🤖 AI Summary
This work investigates how permutation invariance affects loss barriers to linear mode connectivity (LMC) in the teacher–student setting of two-layer ReLU networks. Theoretically, we prove that for wide student networks, the LMC loss barrier converges to zero at rate $O(m^{-1/2})$ with respect to width $m$, free of the curse of dimensionality. Crucially, we identify— for the first time—a double-descent behavior in the barrier, tightly linked to a sparsity transition in gradient descent (GD) solutions: high learning rates induce sparse parameterizations, substantially reducing the LMC barrier. Methodologically, we integrate a teacher–student analytical framework, permutation alignment techniques, and GD/SGD dynamical modeling, validated empirically on synthetic data and MNIST. Additional experiments confirm the phenomenon’s consistency in deeper networks.
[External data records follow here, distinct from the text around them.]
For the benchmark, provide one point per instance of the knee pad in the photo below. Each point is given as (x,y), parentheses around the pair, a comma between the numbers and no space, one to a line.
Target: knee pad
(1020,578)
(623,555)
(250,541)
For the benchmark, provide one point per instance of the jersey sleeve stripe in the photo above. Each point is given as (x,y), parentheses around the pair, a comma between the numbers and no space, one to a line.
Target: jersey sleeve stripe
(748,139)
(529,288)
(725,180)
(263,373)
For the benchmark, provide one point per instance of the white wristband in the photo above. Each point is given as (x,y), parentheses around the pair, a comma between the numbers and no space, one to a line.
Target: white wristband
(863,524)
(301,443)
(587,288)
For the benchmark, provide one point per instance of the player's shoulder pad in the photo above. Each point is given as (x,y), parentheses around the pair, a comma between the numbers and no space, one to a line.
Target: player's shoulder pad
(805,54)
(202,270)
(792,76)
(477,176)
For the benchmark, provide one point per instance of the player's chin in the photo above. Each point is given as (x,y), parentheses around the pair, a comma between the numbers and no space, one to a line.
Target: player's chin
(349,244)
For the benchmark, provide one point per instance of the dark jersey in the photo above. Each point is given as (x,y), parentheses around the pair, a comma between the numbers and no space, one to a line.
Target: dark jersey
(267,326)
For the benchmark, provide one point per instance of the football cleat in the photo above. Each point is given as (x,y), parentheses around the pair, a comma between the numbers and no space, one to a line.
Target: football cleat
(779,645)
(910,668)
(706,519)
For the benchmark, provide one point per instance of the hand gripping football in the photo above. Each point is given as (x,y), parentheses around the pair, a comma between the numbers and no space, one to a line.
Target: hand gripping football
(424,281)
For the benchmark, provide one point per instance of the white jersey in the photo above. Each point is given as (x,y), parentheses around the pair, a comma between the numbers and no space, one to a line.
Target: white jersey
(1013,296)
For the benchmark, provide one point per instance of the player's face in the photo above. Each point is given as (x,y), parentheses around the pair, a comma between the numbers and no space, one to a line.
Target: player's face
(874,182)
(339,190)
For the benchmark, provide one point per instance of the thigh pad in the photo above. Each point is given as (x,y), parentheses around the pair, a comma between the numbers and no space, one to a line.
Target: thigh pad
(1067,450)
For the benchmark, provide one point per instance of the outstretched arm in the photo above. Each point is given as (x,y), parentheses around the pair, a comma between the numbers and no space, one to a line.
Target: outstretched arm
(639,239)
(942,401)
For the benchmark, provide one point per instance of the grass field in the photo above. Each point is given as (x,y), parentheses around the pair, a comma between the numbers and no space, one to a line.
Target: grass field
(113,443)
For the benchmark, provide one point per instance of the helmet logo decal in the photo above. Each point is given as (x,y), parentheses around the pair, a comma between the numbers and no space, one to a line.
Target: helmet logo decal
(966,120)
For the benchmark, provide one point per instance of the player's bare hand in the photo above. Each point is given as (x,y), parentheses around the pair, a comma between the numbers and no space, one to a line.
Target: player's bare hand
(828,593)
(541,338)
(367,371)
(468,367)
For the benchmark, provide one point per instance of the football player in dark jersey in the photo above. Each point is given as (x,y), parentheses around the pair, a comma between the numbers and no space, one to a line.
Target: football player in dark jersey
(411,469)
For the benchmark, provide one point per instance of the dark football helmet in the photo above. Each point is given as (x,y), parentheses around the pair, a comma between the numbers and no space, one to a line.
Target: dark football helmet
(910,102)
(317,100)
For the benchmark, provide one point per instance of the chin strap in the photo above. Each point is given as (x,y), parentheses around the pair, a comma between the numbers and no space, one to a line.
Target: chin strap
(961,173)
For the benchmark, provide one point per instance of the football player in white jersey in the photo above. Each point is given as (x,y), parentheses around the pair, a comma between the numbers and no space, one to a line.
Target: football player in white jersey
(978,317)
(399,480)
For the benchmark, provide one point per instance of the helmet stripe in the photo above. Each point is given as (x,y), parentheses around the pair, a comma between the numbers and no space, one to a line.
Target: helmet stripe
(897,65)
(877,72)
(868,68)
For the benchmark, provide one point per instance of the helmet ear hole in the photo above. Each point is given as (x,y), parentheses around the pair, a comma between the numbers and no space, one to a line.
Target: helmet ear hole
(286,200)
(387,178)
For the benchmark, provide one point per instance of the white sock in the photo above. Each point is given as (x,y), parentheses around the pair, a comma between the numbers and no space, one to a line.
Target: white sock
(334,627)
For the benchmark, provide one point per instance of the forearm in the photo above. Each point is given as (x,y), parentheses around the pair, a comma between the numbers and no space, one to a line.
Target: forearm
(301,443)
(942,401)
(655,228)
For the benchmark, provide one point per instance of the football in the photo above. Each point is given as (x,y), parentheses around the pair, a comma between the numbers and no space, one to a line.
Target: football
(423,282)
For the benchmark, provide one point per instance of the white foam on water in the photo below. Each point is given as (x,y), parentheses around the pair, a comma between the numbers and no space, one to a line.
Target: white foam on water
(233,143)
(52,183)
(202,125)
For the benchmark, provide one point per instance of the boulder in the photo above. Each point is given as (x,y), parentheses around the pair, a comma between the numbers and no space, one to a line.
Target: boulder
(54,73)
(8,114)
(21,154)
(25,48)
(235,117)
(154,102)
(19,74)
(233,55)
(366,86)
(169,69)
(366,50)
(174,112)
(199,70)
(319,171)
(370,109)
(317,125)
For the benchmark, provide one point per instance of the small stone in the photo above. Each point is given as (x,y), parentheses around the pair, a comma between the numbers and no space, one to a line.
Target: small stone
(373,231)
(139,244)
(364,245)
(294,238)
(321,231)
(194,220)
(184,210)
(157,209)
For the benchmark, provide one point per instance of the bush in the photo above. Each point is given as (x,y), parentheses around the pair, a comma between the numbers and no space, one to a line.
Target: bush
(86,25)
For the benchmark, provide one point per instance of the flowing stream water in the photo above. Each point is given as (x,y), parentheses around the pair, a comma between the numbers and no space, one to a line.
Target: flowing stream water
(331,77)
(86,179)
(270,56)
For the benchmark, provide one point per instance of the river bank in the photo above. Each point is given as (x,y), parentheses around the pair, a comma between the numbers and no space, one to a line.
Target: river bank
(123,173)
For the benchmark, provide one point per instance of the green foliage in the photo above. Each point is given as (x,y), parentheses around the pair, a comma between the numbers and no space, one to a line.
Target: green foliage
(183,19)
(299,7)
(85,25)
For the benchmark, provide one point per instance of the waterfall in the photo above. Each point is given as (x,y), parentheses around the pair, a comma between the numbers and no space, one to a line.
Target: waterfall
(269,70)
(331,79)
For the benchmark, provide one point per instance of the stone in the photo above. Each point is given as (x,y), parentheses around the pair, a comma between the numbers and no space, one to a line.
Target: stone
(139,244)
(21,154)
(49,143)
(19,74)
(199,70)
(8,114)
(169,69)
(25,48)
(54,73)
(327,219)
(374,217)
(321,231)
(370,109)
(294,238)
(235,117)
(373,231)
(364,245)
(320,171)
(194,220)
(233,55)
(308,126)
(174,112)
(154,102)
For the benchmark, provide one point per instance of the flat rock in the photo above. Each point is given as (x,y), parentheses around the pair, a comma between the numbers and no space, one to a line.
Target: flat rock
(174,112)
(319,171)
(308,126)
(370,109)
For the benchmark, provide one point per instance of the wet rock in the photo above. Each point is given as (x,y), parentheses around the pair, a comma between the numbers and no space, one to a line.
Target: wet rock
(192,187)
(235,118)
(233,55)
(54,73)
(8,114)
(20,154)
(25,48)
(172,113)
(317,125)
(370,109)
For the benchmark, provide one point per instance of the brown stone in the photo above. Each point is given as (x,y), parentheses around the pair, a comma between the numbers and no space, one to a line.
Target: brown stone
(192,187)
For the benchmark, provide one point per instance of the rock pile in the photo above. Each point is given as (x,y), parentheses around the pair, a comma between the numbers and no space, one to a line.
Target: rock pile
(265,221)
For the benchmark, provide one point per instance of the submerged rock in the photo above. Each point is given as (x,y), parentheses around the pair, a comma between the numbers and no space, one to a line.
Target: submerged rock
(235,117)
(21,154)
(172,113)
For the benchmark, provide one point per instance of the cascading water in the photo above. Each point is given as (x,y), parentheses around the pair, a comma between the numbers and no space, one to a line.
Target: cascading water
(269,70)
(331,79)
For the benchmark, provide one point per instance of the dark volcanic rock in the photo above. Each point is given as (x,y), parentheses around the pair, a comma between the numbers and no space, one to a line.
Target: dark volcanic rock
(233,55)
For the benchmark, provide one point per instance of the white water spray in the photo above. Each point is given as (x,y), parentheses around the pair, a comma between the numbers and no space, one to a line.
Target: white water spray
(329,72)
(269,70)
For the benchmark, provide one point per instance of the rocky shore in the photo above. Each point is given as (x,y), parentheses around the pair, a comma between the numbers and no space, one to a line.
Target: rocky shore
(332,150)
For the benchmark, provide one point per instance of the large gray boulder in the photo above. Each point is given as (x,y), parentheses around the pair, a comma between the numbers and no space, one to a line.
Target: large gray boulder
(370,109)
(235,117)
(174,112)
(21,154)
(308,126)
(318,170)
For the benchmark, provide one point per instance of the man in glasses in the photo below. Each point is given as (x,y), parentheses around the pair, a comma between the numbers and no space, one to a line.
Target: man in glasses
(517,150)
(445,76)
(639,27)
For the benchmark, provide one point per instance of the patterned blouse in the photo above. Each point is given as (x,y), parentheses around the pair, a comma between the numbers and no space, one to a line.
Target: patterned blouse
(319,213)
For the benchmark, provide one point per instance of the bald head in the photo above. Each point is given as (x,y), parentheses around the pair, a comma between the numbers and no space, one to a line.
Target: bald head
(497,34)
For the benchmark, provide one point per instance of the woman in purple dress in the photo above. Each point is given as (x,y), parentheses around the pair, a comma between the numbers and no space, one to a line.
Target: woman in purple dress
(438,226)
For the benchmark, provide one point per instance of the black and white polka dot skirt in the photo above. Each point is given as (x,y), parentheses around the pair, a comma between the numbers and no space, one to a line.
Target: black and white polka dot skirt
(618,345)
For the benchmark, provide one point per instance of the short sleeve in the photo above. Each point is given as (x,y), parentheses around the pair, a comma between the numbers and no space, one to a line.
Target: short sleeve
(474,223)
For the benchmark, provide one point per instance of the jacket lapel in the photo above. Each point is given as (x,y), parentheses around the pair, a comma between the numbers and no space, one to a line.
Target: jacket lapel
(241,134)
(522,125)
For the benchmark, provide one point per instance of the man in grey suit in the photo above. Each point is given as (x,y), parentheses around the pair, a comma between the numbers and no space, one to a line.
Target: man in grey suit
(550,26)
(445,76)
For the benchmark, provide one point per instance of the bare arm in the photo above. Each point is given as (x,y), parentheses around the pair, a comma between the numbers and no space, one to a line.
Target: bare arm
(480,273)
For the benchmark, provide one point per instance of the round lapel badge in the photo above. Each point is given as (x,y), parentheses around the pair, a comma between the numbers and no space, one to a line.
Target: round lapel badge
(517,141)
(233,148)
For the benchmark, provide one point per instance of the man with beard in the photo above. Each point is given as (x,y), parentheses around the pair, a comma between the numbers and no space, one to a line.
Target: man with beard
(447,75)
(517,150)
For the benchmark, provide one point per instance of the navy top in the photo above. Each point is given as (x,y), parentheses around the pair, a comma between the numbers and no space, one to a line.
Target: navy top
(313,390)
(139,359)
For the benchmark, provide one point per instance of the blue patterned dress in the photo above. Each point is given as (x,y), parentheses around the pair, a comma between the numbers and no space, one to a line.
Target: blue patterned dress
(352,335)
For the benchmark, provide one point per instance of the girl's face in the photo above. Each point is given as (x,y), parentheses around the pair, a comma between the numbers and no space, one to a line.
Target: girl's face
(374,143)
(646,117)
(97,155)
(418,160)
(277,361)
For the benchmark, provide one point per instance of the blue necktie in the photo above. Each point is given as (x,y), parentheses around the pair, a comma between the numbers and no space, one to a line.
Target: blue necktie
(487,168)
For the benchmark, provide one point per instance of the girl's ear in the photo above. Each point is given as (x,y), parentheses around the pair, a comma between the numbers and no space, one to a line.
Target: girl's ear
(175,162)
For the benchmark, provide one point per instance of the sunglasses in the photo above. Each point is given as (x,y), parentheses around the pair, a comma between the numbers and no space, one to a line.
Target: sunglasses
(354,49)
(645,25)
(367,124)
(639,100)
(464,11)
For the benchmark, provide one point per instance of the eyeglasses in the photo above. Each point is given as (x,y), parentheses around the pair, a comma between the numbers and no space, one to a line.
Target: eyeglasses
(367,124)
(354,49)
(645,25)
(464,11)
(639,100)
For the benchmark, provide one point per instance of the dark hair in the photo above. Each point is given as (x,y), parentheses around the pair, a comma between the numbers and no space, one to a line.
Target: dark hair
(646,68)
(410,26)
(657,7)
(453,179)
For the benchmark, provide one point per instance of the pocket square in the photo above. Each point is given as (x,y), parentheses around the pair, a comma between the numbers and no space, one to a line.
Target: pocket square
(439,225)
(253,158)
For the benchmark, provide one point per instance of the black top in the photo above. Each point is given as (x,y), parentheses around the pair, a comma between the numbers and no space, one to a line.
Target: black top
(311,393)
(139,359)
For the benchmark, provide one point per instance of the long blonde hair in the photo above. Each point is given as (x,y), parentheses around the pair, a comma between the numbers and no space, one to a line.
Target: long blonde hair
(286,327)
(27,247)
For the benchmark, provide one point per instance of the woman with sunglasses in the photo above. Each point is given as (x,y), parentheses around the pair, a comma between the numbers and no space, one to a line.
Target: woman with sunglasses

Our core contribution is establishing a quantitative relationship among permutation invariance, network width, optimization-induced sparsity, and LMC connectivity.
📝 Abstract
It was empirically observed in Entezari et al. (2021) that when accounting for the permutation invariance of neural networks, there is likely no loss barrier along the linear interpolation between two SGD solutions -- a phenomenon known as linear mode connectivity (LMC) modulo permutation. This phenomenon has sparked significant attention due to both its theoretical interest and practical relevance in applications such as model merging. In this paper, we provide a fine-grained analysis of this phenomenon for two-layer ReLU networks under a teacher-student setup. We show that as the student network width $m$ increases, the LMC loss barrier modulo permutation exhibits a {f double descent} behavior. Particularly, when $m$ is sufficiently large, the barrier decreases to zero at a rate $O(m^{-1/2})$. Notably, this rate does not suffer from the curse of dimensionality and demonstrates how substantial permutation can reduce the LMC loss barrier. Moreover, we observe a sharp transition in the sparsity of GD/SGD solutions when increasing the learning rate and investigate how this sparsity preference affects the LMC loss barrier modulo permutation. Experiments on both synthetic and MNIST datasets corroborate our theoretical predictions and reveal a similar trend for more complex network architectures.